Large format paperback (24.5 x 19 cm), card wraps, 333 pages, plates in the pagination.
Corners of wraps very slightly curled, previous owner's name on the title-page. Very good condition.
The inside story of South Africa's foreign service between the years 1967 and 1994 remains largely unknown, mostly because the official history of the Department of Foreign Affairs only covered political issues and events up to 1966.
From Verwoerd to Mandela (volumes 13) tells the varied stories of many apartheid-era diplomats. Some of them are serious and factual, while others are infused with personal recollections and anecdotes which give the book a human face. They also lift the lid for the first time on the unconventional diplomacy that South Africa was obliged to employ from the 1960s to the 1990s to keep the conversation going. The stories contained in these volumes should lay to rest the notion that South African diplomats of that era had little experience in the conduct of international relations in the conventional sense. They also illustrate the ingenuity and determination it took to represent South Africa in spite of the best efforts of critics abroad and at home to undermine their work.
Besides being a fascinating read, the trilogy constitutes a vast first-hand resource for researchers who seek to study South Africa's international relations before and until shortly after the dramatic political changes of 1994.

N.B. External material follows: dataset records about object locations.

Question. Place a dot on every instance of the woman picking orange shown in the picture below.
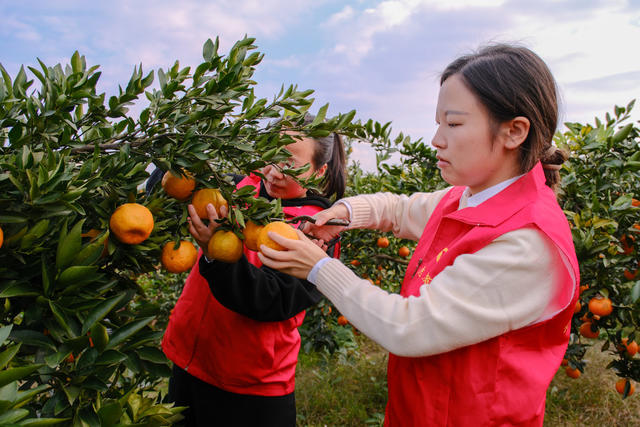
(483, 318)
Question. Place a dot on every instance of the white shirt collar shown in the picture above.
(471, 201)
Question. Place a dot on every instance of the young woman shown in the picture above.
(233, 333)
(483, 318)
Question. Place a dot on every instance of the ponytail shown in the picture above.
(329, 151)
(335, 177)
(552, 159)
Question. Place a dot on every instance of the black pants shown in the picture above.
(211, 406)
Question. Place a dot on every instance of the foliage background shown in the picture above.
(81, 316)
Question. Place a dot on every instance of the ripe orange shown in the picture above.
(92, 234)
(600, 305)
(631, 348)
(178, 187)
(621, 383)
(203, 197)
(573, 373)
(282, 228)
(383, 242)
(404, 251)
(181, 259)
(225, 246)
(131, 223)
(586, 331)
(251, 232)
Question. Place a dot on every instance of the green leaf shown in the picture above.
(7, 355)
(110, 413)
(68, 245)
(110, 357)
(4, 333)
(76, 275)
(14, 374)
(61, 318)
(322, 112)
(43, 421)
(152, 354)
(127, 330)
(100, 311)
(13, 416)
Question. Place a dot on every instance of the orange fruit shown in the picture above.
(282, 228)
(586, 331)
(600, 305)
(181, 259)
(131, 223)
(631, 348)
(203, 197)
(621, 383)
(178, 187)
(383, 242)
(404, 251)
(251, 232)
(573, 373)
(224, 246)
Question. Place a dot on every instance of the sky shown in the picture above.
(381, 58)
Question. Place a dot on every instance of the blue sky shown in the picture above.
(381, 58)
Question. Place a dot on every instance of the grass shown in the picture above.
(350, 390)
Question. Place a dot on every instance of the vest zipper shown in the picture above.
(195, 343)
(417, 266)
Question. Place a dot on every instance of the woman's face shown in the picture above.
(468, 152)
(281, 186)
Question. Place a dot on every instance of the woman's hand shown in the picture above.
(299, 258)
(327, 232)
(202, 233)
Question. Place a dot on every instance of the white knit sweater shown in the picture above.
(506, 285)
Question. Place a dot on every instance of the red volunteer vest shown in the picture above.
(501, 381)
(227, 349)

Few outsiders knew how much contact and positive cooperation was established in Africa long before the demise of apartheid. In volume 1 the Department's engagement with a wide number of these countries is dealt with, from Angola, Swaziland, Zimbabwe, Malawi, Equatorial Guinea, Somalia, Zambia and the TBBC countries, to the long road to independence for Namibia. The latter is vividly described by various officials involved, and these insiders probably provide the fullest possible account of that process published to date.